Multilingual NLP for ADR Trading—Handling Dual Language News
Introduction
American Depositary Receipts (ADRs) allow US investors to trade foreign stocks. News in home-country language often precedes English translations, creating information advantage. Multilingual NLP processes news in original language, extracting signals before translation.
Multilingual Sentiment Analysis
Standard sentiment models train on English. For ADRs, need models supporting target language: Spanish (Mexico/Latin America), Mandarin (China), Japanese, Korean, etc. Use multilingual BERT (mBERT) trained on 100+ languages, fine-tune on financial news in target language.
Empirically, mBERT achieves 80-85% accuracy on financial sentiment tasks in non-English languages, competitive with English performance.
Translation vs Direct Analysis
Two approaches: 1. Translate to English, analyze. 2. Analyze directly in original language. Direct analysis is faster (no translation latency) and more accurate (translation loses nuance). For real-time trading, direct analysis is preferred.
Named Entity Recognition in Multiple Languages
Companies, executives, economic indicators must be recognized in original language. For example, Mexican news mentioning "Femsa" (FEMSA ADR ticker in US). mBERT supports NER across languages; fine-tuned models achieve 85-90% accuracy for company name extraction.
Topic Modeling for Multilingual News Streams
Process news in parallel from English, Mandarin, Spanish, Japanese sources. Use mBERT embeddings to align topics across languages: "贸易战" (Chinese trade war) aligns with English "trade tension". This reveals global themes before English sources report.

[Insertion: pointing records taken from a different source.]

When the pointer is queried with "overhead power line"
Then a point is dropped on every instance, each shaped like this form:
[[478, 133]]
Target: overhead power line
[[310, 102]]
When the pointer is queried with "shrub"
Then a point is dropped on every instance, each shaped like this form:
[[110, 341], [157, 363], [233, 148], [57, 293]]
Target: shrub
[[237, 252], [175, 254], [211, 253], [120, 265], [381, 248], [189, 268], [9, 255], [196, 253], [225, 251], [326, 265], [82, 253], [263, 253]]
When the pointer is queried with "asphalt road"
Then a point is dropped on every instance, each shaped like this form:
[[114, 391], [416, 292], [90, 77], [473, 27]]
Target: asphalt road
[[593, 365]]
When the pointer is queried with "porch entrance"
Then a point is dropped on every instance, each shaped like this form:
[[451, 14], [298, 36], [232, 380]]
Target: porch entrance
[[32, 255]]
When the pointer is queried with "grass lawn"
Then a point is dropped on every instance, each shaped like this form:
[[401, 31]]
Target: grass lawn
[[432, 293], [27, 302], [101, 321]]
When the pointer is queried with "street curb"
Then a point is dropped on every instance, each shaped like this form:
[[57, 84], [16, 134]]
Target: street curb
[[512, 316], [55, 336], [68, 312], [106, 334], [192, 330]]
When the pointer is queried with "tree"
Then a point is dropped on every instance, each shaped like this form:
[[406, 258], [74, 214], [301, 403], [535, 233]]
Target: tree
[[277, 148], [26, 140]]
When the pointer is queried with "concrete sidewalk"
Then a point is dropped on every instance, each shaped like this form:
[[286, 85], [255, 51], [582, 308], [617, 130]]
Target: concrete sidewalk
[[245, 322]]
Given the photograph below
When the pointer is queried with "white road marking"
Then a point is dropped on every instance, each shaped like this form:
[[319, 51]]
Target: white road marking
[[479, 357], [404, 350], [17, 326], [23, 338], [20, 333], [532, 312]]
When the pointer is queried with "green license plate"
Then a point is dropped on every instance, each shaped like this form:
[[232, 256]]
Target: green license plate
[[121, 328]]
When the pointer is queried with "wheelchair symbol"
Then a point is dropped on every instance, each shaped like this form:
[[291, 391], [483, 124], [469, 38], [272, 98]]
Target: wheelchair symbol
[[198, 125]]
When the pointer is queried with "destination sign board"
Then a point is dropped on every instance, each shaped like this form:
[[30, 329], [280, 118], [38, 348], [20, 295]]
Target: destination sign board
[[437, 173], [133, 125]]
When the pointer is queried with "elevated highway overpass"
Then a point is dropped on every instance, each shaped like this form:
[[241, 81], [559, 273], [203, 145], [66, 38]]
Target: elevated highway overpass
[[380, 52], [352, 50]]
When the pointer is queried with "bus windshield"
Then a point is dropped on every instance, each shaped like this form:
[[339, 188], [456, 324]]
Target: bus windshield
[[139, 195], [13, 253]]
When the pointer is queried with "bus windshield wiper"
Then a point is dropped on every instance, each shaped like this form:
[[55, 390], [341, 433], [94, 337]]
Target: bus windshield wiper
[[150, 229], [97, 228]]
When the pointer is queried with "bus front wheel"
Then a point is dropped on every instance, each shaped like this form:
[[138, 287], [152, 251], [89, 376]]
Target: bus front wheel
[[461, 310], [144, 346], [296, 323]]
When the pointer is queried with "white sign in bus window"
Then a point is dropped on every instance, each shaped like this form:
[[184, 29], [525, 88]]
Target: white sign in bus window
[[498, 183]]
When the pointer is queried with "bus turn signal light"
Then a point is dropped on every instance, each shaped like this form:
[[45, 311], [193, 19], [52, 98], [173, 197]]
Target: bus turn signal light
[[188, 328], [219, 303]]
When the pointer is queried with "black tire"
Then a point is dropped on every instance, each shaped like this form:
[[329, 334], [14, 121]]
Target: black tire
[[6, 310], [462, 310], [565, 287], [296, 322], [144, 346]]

Case Study: Alibaba (BABA) ADR
Alibaba news breaks in Chinese first, English later (12-24 hour lag). Using Mandarin NLP:
- Detected regulatory announcement 18 hours before English translation
- Extracted sentiment: negative (regulatory risk)
- ADR fell 3.2% next day; early signal enabled short position
- Similar patterns observed for Tencent, Pinduoduo ADRs
Handling Code-Switching
Financial discussions often mix languages. Chinese traders discussing US companies might write: "This company很好,but valuation太高" (mixing Chinese and English). Models must handle code-switching; mBERT handles this reasonably well but struggles with short code-switched phrases.
Building Multilingual Financial Vocabulary
Financial terminology differs across languages. "Hedge" in English ≠ "套保" in Chinese. Build multilingual term dictionaries, ensure models understand domain-specific vocabulary in each language.
Implementation Strategy
1. Subscribe to news feeds in multiple languages (especially ADR home countries).
2. Process in parallel with mBERT sentiment + NER models.
3. Normalize signals across languages using embedding similarity.
4. Aggregate signals: if Chinese, Spanish, and English news all positive, confidence is high.
5. Monitor news lag: if consistent delay between languages, exploit it.
Regulatory Considerations
Using non-public foreign language news that hasn't been translated/disclosed in English may constitute insider trading in some jurisdictions. Consult legal counsel. If news is publicly available in original language, using NLP translation is defensible.